Старый слон поднял голову и оглянулся; на мгновение сверкнули его испещренные пятнами бивни, и они невольно вздрогнули при виде этих длинных, правильно изогнутых пик, как если бы перед ними было творение Микеланджело или тело прекрасной женщины. В эту минуту ничего другого для них не существовало. Они понимали друг друга без слов; чувство товарищеского плеча и общая страсть связали их прочнее обычной дружбы.

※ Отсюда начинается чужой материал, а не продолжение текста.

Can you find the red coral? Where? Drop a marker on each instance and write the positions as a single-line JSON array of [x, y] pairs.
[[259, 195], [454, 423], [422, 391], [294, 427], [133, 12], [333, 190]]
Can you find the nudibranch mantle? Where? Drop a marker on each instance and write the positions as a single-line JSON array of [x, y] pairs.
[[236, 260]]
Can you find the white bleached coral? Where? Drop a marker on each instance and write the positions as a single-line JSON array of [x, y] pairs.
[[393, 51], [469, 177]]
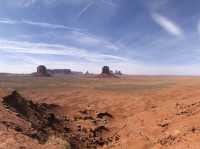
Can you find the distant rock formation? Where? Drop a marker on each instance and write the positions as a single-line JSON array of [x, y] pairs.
[[59, 71], [41, 71], [107, 73], [106, 70], [118, 72]]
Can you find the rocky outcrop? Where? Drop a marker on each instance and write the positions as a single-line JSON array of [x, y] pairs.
[[42, 71]]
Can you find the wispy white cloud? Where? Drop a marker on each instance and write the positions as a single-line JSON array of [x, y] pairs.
[[167, 24], [38, 24], [86, 39], [85, 8], [109, 2], [55, 49]]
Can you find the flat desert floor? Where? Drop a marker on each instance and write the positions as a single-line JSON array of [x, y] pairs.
[[148, 112]]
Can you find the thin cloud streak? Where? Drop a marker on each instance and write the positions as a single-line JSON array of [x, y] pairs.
[[38, 24], [109, 2], [167, 25], [85, 8], [55, 49]]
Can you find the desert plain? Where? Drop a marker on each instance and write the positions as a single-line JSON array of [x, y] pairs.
[[131, 112]]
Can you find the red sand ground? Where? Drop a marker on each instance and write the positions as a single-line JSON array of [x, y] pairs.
[[148, 112]]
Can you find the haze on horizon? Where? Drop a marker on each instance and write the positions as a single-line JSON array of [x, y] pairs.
[[134, 36]]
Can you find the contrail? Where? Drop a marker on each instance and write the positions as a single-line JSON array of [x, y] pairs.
[[85, 8]]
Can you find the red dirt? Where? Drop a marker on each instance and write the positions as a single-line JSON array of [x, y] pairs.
[[140, 112]]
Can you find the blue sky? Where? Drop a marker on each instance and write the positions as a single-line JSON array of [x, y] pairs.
[[135, 36]]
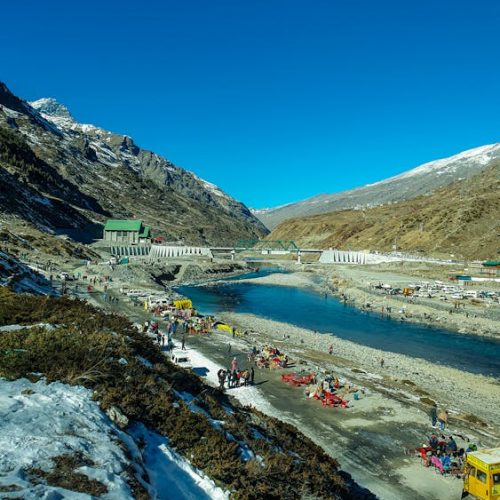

— Как же он красив! — прошептал Рикардо. Шон не ответил — сказать было нечего. Они смотрели, как старый слон шествовал к острову. Его огромное тело показалось над водой, затем он выбрался на низкий берег и постоял там, влажно отблескивая на солнце, — видно было, какой он высокий и худой. Затем слон вступил под деревья, и буйно разросшиеся кусты поглотили его. Потревоженные цапли поднялись с его спины, как белоснежные клочки бумаги, подхваченные вихрем. Шон похлопал Рикардо по плечу, и тот встрепенулся, как после долгого сна.

— Мы переправимся на каноэ, — прошептал Шон и послал Пумулу за лодкой.

Они скорчились на дне ветхой жокорро, стараясь не высовывать голову над бортами, и продвигались по длинному болотному протоку, цепляясь за стебли папируса. Беззвучно они скользили сквозь заросли тростника; легкий бриз дул в одном направлении. Шон чувствовал обнаженными плечами каждое его дуновение.